通过一段评论文本 comment_text 来预测多个标签字段（如情感、场景、提问等），分别训练四个独立的模型。

#依次处理
for col in ['sentiment_category', 'user_scenario', 'user_question', 'user_suggestion']:

  #每轮循环创造一个新的Predictor 
 predictor = make_pipeline(
        TfidfVectorizer(tokenizer=jieba.lcut), SGDClassifier()
    )
#模型训练
    predictor.fit(
        comments_data[~comments_data[col].isnull()]["comment_text"],
        comments_data[~comments_data[col].isnull()][col],
    )
#模型预测
    comments_data[col] = predictor.predict(comments_data["comment_text"])

5、评论聚类

#构建聚类模型 将数据分为两个聚类
kmeans_predictor = make_pipeline(
    TfidfVectorizer(tokenizer=jieba.lcut), 
    KMeans(n_clusters=2)
)

#聚类建模 筛选出sentiment_category为1或3的评论进行训练和预测
kmeans_predictor.fit(
    comments_data[comments_data["sentiment_category"].isin([1, 3])]["comment_text"]
)

kmeans_cluster_label = kmeans_predictor.predict(
    comments_data[comments_data["sentiment_category"].isin([1, 3])]["comment_text"]
)

#提取每个聚类主题关键词
kmeans_top_word = []
tfidf_vectorizer = kmeans_predictor.named_steps['tfidfvectorizer']
kmeans_model = kmeans_predictor.named_steps['kmeans']
feature_names = tfidf_vectorizer.get_feature_names_out()
cluster_centers = kmeans_model.cluster_centers_
#对每个聚类中心：排序出权重最高的 TF-IDF 特征（即最具代表性的关键词）并拼接成字符串，作为该聚类的“主题关键词”
for i in range(kmeans_model.n_clusters):
    top_feature_indices = cluster_centers[i].argsort()[::-1]
    top_word = ' '.join([feature_names[idx] for idx in top_feature_indices[:top_n_words]])
    kmeans_top_word.append(top_word)

#给每条评论打上聚类主题标签
comments_data.loc[
    comments_data["sentiment_category"].isin([1, 3]), 
    "positive_cluster_theme"
] = [kmeans_top_word[x] for x in kmeans_cluster_label]

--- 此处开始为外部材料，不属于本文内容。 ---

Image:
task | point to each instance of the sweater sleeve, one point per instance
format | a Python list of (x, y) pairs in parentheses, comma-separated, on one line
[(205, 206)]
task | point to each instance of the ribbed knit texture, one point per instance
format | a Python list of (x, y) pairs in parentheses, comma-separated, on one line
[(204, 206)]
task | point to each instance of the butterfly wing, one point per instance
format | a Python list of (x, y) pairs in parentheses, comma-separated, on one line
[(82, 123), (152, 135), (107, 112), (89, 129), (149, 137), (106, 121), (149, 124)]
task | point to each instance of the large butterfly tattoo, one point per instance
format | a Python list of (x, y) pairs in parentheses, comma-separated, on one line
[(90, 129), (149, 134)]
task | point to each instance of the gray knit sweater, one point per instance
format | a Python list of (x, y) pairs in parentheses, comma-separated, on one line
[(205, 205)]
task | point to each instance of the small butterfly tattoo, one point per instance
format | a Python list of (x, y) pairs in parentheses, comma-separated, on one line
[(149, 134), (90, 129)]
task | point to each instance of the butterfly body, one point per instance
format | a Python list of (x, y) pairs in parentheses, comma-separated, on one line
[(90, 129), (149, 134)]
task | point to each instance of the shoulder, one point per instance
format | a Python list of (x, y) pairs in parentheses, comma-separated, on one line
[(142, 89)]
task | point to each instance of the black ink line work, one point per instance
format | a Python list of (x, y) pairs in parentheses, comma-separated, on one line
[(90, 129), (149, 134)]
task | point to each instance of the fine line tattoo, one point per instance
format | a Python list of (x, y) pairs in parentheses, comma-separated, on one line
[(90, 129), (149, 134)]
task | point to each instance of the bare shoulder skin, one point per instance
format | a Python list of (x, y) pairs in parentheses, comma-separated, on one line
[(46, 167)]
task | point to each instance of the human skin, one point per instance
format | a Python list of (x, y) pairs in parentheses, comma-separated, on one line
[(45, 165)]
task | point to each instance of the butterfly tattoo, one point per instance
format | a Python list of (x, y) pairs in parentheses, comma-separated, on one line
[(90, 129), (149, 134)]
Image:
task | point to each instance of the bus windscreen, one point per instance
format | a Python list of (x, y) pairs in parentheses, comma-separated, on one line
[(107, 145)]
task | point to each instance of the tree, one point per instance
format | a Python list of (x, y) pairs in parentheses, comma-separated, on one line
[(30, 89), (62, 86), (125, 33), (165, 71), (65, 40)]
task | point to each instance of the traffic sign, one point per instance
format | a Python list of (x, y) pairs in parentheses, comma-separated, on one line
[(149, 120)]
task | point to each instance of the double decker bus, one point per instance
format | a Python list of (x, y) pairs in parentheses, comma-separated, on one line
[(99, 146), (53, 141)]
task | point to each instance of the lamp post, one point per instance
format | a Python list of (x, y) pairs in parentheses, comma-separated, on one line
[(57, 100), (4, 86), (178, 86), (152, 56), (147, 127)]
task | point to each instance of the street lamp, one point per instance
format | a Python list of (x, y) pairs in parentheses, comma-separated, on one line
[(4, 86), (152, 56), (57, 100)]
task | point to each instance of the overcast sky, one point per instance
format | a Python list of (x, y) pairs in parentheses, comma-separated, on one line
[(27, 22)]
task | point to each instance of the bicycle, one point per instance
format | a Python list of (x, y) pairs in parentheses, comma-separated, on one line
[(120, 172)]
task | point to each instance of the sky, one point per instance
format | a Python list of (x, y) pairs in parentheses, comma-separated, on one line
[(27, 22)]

重复上述操作改变分簇类型并根据用户场景、用户疑问、用户建议进行簇分类

kmeans_predictor = make_pipeline(
    TfidfVectorizer(tokenizer=jieba.lcut), KMeans(n_clusters=2)
)

kmeans_predictor.fit(comments_data[comments_data["user_scenario"].isin([1])]["comment_text"])
kmeans_cluster_label = kmeans_predictor.predict(comments_data[comments_data["user_scenario"].isin([1])]["comment_text"])

kmeans_top_word = []
tfidf_vectorizer = kmeans_predictor.named_steps['tfidfvectorizer']
kmeans_model = kmeans_predictor.named_steps['kmeans']
feature_names = tfidf_vectorizer.get_feature_names_out()
cluster_centers = kmeans_model.cluster_centers_
for i in range(kmeans_model.n_clusters):
    top_feature_indices = cluster_centers[i].argsort()[::-1]
    top_word = ' '.join([feature_names[idx] for idx in top_feature_indices[:top_n_words]])
    kmeans_top_word.append(top_word)

comments_data.loc[comments_data["user_scenario"].isin([1]), "scenario_cluster_theme"] = [kmeans_top_word[x] for x in kmeans_cluster_label]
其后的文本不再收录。